One word in green paint captured a lot of attention for important issues over the past couple of weeks. Willamette Week reported on Wilson High School students using washable paint, with teachers’ permission, to write “PEACE” on classroom windows facing the school’s front entrance on SW Vermont Street. One adult called the school to complain, and the District decided the word must be removed -this despite other window decorations being permitted and even encouraged at schools all over Portland. Indymedia, the O, The Red Electric and others picked up the story. From the Oregonian:

“… members of the school’s social justice committee, which came up with the peace idea. Classroom teachers gave the students permission to put up the messages, the students noted.

Senior Maggie Zimmer, a club member, said the administrative rationales given for removing the weeks-old messages varied from equating them to graffiti to saying they were political speech to calling the letters messy.

Sophomore Rachel Coodley, another club member, said students agreed to wash off the letters, painted with water-soluble paint, because janitors would have had to do it otherwise. The intent of the artwork was to convey a general message of peace and harmony, she said.

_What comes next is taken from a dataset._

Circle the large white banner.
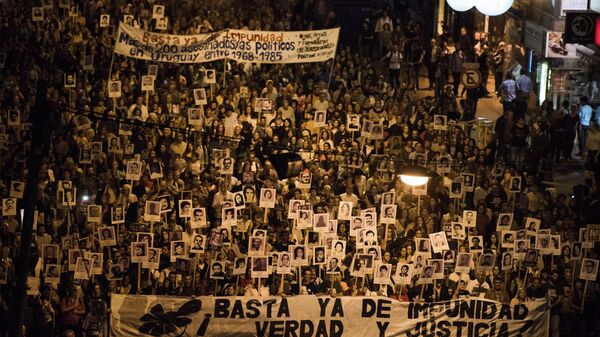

“I don’t think the message of peace is hurting anyone,” Coodley said. “Realistically, who has a problem with peace?”

I’m proud of the Wilson students. Several posted astute comments on WW’s site, using their full names taking responsibility for their words and actions – a good example for all the adults posting anonymously on blogs. Kudos to teacher Karl Meiner, known for challenging the senior honors English class and making students of all abilities think more carefully. I’m grateful to community members such as Paloma Clothing‘s Mike Roach in nearby Hillsdale, offering alternative window space for the message of peace. And I’m happy the students are continuing to bring attention to the cause….. for instance, on this student’s car, frequently parked on the Wilson campus.

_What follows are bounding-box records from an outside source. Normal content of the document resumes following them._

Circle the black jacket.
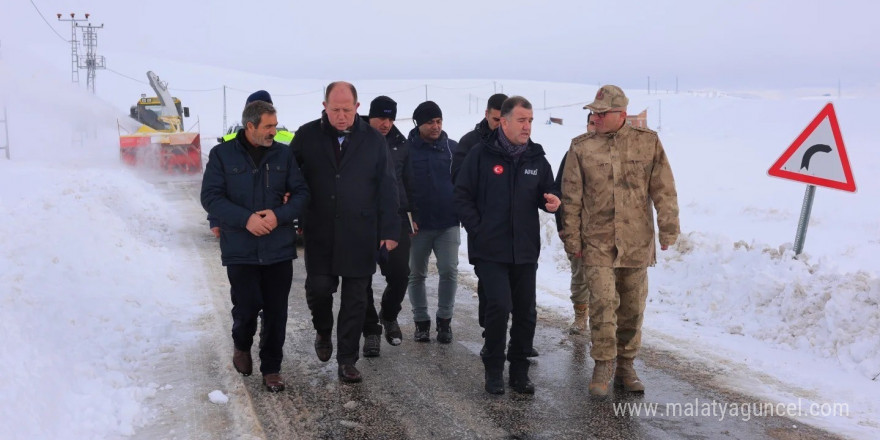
[361,116,418,224]
[290,113,400,277]
[407,127,458,230]
[452,118,492,181]
[455,132,558,264]
[201,131,309,266]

(fuzzy photo taken by me on my phone camera)

Want to ban bumper stickers and window signs in school parking lots, too, Portland Public Schools?

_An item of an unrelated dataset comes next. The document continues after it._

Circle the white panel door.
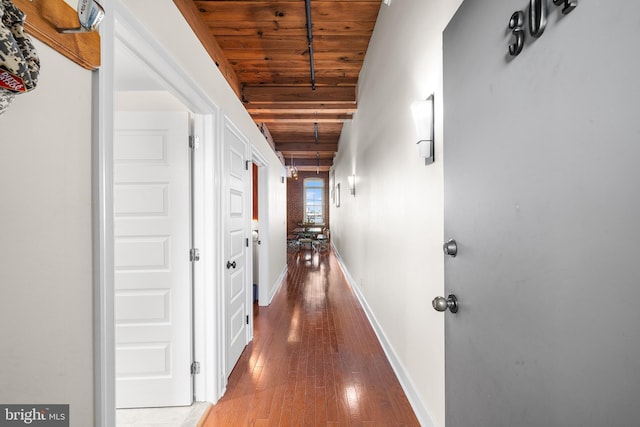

As anyone who’s followed the City of Portland’s battles with billboard companies knows, any regulation of signs has to be content-neutral.

Interesting fact: signs on windows inside buildings aren’t regulated by Portland’s code – so those gigantic letters visible from I-5 North, spellng “THE JOHN ROSS .COM” in the windows of one of the South Waterfront skyscrapers, are legal. As Wilson senior Daniel Ronan points out, since snowflakes are allowed on windows at Stephenson Elementary, on what basis does the District discriminate against the word PEACE at Wilson? Too bad they started with the simple, who-could-complain single word. Would WOODROW WILSON, NOBEL PEACE PRIZE LAUREATE, have been more acceptable to the lone complainant and the District? With, say, the PEACE in green and the rest in white and orange, the other school colors?

My son Maxwell’s last act at home yesterday at the end of his Spring Break, before getting into this car to head back to the airport and New Jersey, was to write PEACE in green sidewalk chalk at the end of our driveway. What if everyone who believes peace is desirable did the same? Use your own high school’s colors, or if you don’t feel affinity to one, use green to reflect support for Wilson’s activists. Remind yourself and your neighbors, every day, that we don’t often achieve a goal unless we think about and remember it.